I can not recommend the following in every scenario, but should be added for thought. I have given D50 in small sips to patients with altered LOC (still talking or moaning). I have found that diabetics seem to have that 6th sense to swallow when they are in trouble. I know this is contrary to everything you have ever heard, but I have done it (again, starting with small squirts or swallows).

Posted

Like I said in another post, the thought of PR D50 has always been the movtivation that I needed to find the only vein left. But when faced with life/death, PR D50 is better than nothing at all. And of course, no one said you had to use the biggest ETT in your kit. And it is a good motivator for that diabetic patient that you see 3-4 times per month; once he/she wakes up with an ETT tube in the butt, they seem to suddenly get better at remembering to eat after they take their insulin.
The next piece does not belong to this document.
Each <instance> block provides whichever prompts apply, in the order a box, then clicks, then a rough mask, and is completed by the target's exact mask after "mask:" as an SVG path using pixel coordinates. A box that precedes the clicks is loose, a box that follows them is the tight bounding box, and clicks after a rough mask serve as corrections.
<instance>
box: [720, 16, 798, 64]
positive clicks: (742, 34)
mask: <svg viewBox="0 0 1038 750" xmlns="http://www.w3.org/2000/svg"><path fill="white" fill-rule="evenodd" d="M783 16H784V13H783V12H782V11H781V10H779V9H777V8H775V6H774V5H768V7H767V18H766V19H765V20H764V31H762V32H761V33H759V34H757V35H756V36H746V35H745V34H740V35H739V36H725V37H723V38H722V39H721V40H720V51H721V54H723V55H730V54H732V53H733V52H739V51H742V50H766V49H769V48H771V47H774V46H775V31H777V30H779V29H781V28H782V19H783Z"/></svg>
And the comments about eating and drinking are correct (instead of oral D50). If I remember right, a 12oz can of cola has about 39 grams of sugar, versus the 25gms in D50, if you have a cola to offer. When I have given oral D50, it was in business settings without food/drink nearby.

Posted
I don't suggest it if there is an alternative route. I had to reprimand an employee as it is not a routine route of D50w. If they are able to eat, drink, why not give oral glucose or high protein food?

R/r 911

Indeed! My original question though was which would increase BGL quicker, oral paste or D50?